Patients who adopt a participatory stance believe they can make a difference, and they put this belief into action. They therefore feel less helpless and vulnerable. This is a main reason that their emotional state is better. A person’s belief that he or she is an active and effective agent is called "self-efficacy," and the research has consistently documented its positive emotional effects (39,40).

It is especially important for melanoma patients to actively participate in the recovery effort. Patients with metastatic disease who discuss the pros and cons of the different treatment options with the medical team, and thereby participate in decision making, feel more engaged in the treatment plan and are better able to embrace it and stick with it. This kind of proactive coping has been associated with improved mood (41) and, as mentioned at the outset, this could promote improved immunity and survival. Patients can also participate in the recovery effort by improving their overall health habits, which in turn can benefit the immune system.

Health care professionals can help by engaging patients in decision-making about the treatment options, and by encouraging patients to improve their health habits (if necessary) and to adopt the kind of positive coping strategies discussed here. Physicians might make the point that patients have a role to play, in concert with medical interventions, and that a collaborative effort can maximize the chances for success. This effort to engage patients as partners in promoting the best possible outcomes helps to overcome the passive, helpless stance that patients sometimes adopt and that is associated with poorer psychological adjustment (2, 41).

 

7. Finding a Positive Meaning

While the diagnosis and treatment of cancer is an awful experience in many respects, it can also be a challenge and even an opportunity for positive change in a person and in a person's life. In response to their illness, many patients step back and take stock of who they are and how they have been living. They reflect on their ultimate values and priorities, and often identity changes that are warranted (and perhaps overdue) in their life-style and personal relationships. They often comment that they are more attuned to their experience in the here and now, that they try to relish all the positive aspects of living, and they no longer take life for granted.

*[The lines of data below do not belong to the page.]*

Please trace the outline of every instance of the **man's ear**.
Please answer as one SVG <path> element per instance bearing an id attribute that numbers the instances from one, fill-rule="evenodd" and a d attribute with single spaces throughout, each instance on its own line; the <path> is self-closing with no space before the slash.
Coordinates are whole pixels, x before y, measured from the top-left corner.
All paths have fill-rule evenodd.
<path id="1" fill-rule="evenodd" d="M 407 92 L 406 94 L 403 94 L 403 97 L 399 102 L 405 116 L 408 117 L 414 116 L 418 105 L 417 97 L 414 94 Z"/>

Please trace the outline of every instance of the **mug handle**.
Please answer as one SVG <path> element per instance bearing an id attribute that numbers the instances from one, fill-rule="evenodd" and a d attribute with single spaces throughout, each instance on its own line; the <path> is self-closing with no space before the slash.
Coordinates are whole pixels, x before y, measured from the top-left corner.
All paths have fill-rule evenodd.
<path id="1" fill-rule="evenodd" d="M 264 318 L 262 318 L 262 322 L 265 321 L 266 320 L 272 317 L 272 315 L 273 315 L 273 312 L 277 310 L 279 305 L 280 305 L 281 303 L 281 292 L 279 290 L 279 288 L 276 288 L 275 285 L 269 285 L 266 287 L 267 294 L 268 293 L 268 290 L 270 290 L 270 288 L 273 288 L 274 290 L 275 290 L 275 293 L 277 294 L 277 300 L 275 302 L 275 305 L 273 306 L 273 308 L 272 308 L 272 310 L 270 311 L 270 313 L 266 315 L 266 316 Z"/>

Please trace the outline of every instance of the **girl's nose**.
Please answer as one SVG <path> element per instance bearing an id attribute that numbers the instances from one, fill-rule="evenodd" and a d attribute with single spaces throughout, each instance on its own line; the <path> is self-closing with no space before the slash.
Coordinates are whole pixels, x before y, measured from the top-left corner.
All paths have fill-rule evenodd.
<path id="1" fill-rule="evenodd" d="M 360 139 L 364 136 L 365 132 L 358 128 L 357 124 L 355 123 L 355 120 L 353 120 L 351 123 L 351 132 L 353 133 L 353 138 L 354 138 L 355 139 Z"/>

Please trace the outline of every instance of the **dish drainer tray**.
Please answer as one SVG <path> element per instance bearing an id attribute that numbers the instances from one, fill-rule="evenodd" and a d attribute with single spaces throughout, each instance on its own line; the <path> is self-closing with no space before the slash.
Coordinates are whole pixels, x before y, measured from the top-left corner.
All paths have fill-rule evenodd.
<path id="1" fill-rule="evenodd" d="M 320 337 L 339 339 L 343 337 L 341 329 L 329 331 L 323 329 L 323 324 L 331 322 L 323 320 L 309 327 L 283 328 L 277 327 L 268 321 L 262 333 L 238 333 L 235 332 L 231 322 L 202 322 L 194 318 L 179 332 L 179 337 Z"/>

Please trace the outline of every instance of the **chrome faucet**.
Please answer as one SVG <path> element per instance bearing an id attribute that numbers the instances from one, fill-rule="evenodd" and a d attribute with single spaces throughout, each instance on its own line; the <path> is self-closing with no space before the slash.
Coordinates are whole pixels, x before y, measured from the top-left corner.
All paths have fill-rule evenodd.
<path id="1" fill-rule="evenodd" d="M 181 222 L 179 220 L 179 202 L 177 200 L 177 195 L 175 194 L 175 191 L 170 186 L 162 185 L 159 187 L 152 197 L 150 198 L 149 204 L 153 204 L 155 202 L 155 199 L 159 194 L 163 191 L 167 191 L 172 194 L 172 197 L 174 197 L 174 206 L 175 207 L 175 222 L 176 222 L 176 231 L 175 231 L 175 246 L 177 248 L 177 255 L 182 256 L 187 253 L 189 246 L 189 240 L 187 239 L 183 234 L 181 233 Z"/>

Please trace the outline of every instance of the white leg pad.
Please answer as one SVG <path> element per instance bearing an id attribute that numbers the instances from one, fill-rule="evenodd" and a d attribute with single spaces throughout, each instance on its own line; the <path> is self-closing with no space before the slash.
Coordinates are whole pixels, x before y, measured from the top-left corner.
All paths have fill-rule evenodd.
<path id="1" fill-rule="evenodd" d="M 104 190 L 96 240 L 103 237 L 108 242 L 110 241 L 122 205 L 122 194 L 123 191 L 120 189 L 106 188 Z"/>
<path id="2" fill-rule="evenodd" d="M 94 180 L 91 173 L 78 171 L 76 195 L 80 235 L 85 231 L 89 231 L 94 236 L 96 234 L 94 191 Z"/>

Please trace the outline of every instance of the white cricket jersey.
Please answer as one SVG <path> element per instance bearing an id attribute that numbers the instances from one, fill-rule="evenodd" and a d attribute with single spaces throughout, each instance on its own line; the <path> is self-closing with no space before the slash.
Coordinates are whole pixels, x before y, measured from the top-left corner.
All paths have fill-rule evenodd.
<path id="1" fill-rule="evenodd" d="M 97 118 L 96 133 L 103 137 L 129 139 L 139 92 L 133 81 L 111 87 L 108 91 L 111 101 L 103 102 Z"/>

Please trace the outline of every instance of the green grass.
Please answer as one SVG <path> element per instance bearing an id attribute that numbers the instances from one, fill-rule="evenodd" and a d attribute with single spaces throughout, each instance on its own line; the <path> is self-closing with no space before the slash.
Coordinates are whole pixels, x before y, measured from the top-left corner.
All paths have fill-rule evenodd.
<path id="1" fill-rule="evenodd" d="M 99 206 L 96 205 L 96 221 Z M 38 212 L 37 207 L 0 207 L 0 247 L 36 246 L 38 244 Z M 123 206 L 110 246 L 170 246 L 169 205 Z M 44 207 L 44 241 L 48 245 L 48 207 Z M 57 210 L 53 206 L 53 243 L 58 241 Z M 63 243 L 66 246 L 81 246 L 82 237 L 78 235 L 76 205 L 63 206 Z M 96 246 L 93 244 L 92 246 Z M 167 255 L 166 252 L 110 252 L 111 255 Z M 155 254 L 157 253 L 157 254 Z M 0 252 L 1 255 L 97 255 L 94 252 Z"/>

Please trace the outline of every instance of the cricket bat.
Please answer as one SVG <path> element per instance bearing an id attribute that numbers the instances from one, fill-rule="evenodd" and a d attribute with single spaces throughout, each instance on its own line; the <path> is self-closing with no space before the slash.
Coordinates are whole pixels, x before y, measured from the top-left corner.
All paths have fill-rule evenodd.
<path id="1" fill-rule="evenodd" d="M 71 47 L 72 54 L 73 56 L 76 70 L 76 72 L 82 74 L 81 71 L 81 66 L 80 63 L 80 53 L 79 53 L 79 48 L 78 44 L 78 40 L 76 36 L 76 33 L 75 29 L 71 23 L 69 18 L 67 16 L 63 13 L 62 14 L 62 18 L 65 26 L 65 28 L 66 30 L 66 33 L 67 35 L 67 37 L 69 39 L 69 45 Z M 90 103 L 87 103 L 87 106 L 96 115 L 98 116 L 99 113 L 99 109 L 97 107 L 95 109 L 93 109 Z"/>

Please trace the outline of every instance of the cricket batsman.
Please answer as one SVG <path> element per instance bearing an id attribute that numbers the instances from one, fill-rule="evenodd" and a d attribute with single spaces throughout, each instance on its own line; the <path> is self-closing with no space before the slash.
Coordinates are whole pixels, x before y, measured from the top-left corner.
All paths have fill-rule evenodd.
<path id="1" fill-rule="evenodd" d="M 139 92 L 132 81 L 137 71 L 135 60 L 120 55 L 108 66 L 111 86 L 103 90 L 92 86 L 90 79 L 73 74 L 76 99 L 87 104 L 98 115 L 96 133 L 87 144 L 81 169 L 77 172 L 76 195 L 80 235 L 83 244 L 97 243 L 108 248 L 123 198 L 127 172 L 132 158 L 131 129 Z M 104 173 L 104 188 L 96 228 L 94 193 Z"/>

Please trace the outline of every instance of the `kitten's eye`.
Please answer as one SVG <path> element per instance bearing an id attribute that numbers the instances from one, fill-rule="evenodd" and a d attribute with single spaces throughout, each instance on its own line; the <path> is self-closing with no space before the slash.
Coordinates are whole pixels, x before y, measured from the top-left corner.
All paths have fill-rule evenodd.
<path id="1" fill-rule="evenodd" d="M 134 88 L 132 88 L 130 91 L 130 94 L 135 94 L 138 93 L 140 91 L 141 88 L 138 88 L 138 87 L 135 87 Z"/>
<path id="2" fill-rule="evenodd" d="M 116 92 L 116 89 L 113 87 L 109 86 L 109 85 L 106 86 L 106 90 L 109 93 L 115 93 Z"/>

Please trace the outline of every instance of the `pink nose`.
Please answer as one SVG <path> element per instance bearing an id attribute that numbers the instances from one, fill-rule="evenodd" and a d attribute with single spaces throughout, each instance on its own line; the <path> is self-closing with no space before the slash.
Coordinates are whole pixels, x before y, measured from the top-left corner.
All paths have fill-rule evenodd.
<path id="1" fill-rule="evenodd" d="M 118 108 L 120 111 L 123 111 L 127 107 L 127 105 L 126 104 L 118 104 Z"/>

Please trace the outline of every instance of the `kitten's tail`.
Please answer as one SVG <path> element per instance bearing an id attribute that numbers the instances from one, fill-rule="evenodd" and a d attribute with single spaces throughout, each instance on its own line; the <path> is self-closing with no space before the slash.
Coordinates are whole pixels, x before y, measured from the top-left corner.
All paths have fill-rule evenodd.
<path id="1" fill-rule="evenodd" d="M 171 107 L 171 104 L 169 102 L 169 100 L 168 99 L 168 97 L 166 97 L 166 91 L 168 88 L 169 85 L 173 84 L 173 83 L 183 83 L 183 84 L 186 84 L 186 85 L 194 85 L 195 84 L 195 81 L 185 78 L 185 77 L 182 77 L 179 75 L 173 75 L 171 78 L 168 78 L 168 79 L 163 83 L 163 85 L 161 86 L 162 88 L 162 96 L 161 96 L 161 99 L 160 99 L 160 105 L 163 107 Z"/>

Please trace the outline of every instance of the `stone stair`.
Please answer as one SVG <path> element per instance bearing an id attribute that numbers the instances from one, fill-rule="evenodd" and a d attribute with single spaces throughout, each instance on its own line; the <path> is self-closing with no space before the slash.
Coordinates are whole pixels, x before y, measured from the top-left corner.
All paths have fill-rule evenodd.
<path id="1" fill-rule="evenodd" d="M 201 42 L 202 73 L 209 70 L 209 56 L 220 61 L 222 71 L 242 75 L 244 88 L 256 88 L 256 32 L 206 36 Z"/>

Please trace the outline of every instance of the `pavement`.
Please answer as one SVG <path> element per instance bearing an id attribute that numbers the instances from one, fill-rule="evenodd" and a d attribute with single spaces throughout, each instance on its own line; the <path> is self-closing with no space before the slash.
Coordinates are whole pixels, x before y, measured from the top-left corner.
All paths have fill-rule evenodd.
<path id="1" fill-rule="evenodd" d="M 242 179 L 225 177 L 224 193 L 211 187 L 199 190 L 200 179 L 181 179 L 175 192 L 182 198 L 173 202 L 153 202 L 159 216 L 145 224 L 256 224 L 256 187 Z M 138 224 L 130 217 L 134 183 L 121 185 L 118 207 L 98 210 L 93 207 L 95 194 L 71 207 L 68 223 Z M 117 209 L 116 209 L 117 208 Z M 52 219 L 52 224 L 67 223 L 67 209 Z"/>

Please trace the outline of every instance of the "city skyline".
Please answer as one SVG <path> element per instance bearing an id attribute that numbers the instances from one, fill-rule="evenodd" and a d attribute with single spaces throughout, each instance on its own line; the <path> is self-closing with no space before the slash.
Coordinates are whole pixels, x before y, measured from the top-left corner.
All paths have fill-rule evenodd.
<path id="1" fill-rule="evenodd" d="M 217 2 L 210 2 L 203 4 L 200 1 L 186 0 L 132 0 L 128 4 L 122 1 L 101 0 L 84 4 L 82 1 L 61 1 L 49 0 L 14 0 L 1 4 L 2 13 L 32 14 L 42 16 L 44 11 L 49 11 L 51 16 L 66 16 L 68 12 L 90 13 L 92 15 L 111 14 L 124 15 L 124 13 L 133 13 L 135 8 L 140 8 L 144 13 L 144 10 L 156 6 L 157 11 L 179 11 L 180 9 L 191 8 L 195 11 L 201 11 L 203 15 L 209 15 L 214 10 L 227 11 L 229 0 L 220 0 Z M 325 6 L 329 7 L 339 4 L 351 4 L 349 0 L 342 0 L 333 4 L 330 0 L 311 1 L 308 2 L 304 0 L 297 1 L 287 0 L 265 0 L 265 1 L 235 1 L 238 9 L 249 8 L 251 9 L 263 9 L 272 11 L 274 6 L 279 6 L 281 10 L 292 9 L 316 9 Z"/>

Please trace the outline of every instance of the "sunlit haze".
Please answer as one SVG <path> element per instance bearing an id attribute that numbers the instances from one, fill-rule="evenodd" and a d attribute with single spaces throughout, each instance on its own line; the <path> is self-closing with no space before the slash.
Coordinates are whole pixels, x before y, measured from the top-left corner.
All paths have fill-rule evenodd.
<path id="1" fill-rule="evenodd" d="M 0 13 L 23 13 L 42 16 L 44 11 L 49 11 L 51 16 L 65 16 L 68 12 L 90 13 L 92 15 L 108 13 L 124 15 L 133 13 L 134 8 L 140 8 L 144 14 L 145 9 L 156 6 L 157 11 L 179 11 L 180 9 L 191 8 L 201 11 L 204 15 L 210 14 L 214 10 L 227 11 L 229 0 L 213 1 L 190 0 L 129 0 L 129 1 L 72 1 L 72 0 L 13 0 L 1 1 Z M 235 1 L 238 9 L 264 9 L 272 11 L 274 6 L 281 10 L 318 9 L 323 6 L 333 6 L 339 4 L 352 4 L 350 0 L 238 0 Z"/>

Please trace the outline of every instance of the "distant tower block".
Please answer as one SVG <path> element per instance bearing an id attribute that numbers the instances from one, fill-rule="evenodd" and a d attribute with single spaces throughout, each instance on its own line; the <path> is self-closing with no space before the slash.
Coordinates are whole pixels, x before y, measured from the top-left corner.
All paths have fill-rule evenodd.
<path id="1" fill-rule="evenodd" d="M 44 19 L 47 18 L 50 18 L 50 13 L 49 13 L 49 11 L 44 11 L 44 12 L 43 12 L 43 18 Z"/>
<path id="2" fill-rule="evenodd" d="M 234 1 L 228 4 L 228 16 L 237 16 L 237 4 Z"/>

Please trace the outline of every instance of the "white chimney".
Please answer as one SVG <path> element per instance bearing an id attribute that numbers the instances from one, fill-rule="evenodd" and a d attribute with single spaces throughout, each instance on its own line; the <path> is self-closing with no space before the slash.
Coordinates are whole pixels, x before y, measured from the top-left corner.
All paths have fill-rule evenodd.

These changes are often called the "enlightenment" or "gift" that comes with cancer, or the "wake-up call" aspect of cancer. Patients who embrace this aspect of their cancer experience have been found to be especially well-adjusted and better able to deal with the many trials and disruptions caused by their illness (25,42-44).

A variety of changes can occur when patients reflect on the degree to which they are living in a way that is true to their ultimate values and goals. These include spending more time with family members and close friends, making a greater contribution to the causes a person believes in, showing more appreciation for the positive aspects in one’s life (this if often called "counting your blessings"), bringing forth aspects of one’s personality that have been suppressed, pursuing life-long interests that have always been on the back burner, and seeking to be more honest with oneself and with others. These are some of the ways that a patient’s illness can become an impetus for positive change.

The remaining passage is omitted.